This is a very general question! Apart from the new Wii they announced this week, I’m afraid I only know about nuclear technologies.
In the near future we will be hopefully seeing some new types of nuclear fission reactor (currently called GEN IV reactors). These will be more efficient, so cheaper to run, safer and produce less waste. However these will not be available until about 2030.
Around the same time I hope they will be building a nuclear fusion reactor called DEMO which will show that fusion reactors can operate for sustained periods of time, but it is likely a commercial fusion reactor won’t be built until the middle of this century.
I think one that will impact on a lot of people might be personalised drugs together with genetic screening, to see which drugs will be the best for an individual patient, and how much they should be given for the best effect.
Genetics is massively advancing and ‘designer babies’ are already becoming a realitity. I think there will be further advances down this route, where we can design babies to not have any disorders but also to select cosmetic features like hair colour and eye colour. Gene therapy, in which you insert ‘good’ versions of genes may be round the corner for people with genetic disorders and stem cell research is a quickly growing field of research of massive potential for treating diseases and disorders.
We can expect ‘scanners’ that will be able to quickly and accurately read an organism’s entire genome (genetic barcode).
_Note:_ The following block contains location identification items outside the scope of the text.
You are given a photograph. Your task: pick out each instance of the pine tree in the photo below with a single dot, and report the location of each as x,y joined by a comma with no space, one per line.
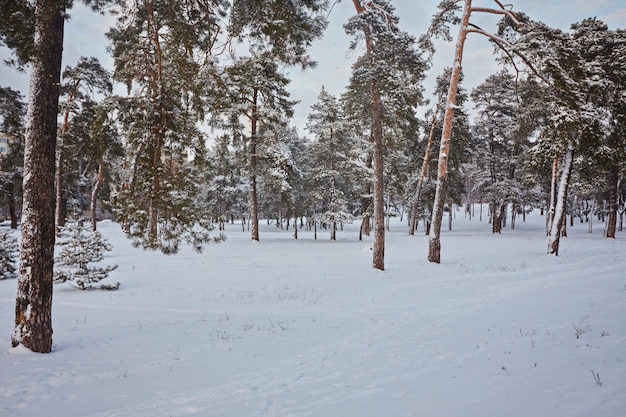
80,84
8,250
391,72
278,32
79,248
12,111
165,54
332,169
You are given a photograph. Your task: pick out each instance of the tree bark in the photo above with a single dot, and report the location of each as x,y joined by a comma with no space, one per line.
378,260
434,238
33,304
94,195
613,191
553,191
561,201
425,162
252,168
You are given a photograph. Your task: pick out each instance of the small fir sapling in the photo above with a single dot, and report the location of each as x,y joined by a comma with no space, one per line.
79,248
8,250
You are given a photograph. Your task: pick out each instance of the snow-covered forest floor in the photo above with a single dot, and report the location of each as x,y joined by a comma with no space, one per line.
308,328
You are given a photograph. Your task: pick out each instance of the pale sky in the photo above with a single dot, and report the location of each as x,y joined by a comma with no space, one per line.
85,37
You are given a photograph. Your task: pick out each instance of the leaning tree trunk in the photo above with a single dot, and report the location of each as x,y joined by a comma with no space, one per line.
553,191
12,208
378,261
434,238
94,195
252,168
561,200
613,191
33,304
425,162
These will enable us to immediately establish what an organism is, and what it’s most closely related to, without spending hours in molecular biology labs. We’ll end up with a huge amount of data, so will have to consider how best to store and analyse the data.
I think among these suggestions virtual reality will be an ever increasing technology, as is seen with new developments in games consoles, where controllers arent need anymore or they use motion technology. But this technology is also very beneficial in science, especially in medicine and doing remote experiments in space.